Surat Al-Kafirun (Surah ke-109 dalam Al-Qur'an) adalah surat pendek yang memiliki kandungan tauhid yang sangat jelas dan tegas. Surat ini terdiri dari enam ayat pendek yang merupakan penegasan prinsip dasar dalam Islam mengenai pemisahan total antara ibadah kepada Allah SWT semata dengan segala bentuk kesyirikan.
Menurut riwayat asbabul nuzul (sebab turunnya ayat), surat ini turun sebagai respons terhadap permintaan kaum musyrikin Quraisy kepada Rasulullah ﷺ. Mereka menawarkan kompromi kepada Nabi, yaitu Nabi Muhammad ﷺ menyembah tuhan-tuhan mereka (berhala) selama beberapa waktu, dan sebagai gantinya, mereka akan menyembah Allah SWT selama beberapa waktu pula. Tentu saja, tawaran ini ditolak mentah-mentah oleh Rasulullah ﷺ, dan turunlah surat Al-Kafirun sebagai jawaban ilahi yang memutus segala ruang negosiasi terkait akidah.

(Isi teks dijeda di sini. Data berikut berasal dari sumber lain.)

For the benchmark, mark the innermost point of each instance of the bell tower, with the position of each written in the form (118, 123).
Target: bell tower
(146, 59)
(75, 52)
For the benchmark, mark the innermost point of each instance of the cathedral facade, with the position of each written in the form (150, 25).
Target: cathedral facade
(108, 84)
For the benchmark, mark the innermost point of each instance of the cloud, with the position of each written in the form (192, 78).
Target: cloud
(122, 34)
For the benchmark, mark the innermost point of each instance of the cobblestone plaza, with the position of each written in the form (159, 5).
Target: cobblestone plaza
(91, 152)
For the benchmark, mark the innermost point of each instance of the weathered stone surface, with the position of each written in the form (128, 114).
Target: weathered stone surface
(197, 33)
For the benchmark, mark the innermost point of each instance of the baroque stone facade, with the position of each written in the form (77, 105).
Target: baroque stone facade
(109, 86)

Ayat 1 dimulai dengan perintah tegas, "Katakanlah: 'Hai orang-orang kafir'". Ini bukan seruan untuk menghina, melainkan panggilan untuk memisahkan diri secara ideologis dan spiritual. Inti dari surat ini terletak pada pengulangan penegasan pemisahan ibadah pada ayat 2 hingga 5. Pengulangan ini berfungsi untuk menekankan keseriusan dan finalitas keputusan tersebut.

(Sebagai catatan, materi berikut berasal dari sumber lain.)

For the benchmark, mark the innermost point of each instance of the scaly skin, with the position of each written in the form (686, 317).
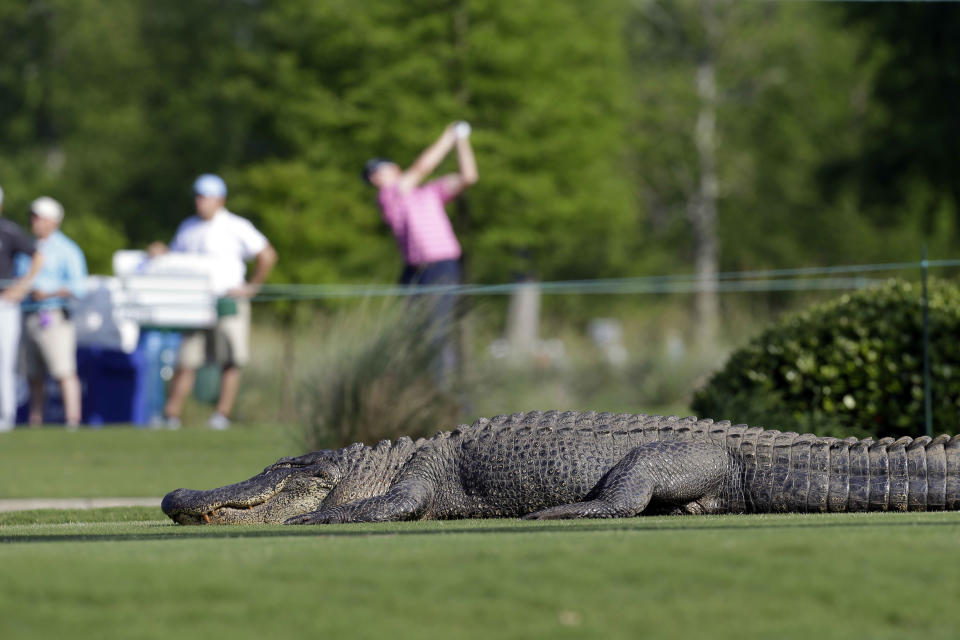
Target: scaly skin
(587, 465)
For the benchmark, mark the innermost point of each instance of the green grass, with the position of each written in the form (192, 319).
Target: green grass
(129, 573)
(834, 576)
(121, 461)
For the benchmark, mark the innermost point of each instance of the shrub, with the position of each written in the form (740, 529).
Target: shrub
(374, 375)
(852, 366)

Ayat terakhir, "Untukmulah agamamu, dan untukkulah agamaku," adalah puncak dari surat ini. Kalimat ini sering disalahartikan sebagai izin untuk bersikap permisif terhadap kesyirikan. Namun, dalam konteks sejarah dan teologi Islam, ini adalah pernyataan pemisahan yang final: bagi orang yang menyembah selain Allah, silakan dengan jalannya; sementara bagi seorang Muslim, jalannya hanyalah menyembah Allah semata. Ini menunjukkan toleransi dalam batas muamalah (interaksi sosial), namun tidak ada kompromi dalam ushuluddin (prinsip dasar agama).

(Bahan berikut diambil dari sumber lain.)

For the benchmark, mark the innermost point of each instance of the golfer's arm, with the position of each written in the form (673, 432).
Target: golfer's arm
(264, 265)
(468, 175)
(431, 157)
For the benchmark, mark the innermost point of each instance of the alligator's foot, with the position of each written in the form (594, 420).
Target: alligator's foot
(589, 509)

Surat Al-Kafirun memiliki keutamaan yang sangat besar. Berdasarkan hadis yang diriwayatkan oleh Imam Tirmidzi, Rasulullah ﷺ bersabda bahwa membaca Surat Al-Kafirun sebanding dengan seperempat Al-Qur'an. Selain itu, beliau juga menganjurkan untuk membaca surat ini secara rutin, terutama dalam shalat sunnah Rawatib (seperti dua rakaat sebelum Subuh atau dua rakaat sebelum Maghrib) serta dalam shalat Witir. Keutamaan ini menekankan pentingnya menanamkan prinsip pemurnian ibadah (tauhid) dalam praktik keagamaan sehari-hari seorang Muslim.
Dengan memahami dan mengamalkan ajaran dalam surat ini, seorang Muslim menegaskan komitmennya hanya kepada Allah SWT dan melepaskan diri dari segala bentuk penyimpangan akidah, memastikan ibadahnya diterima dan murni.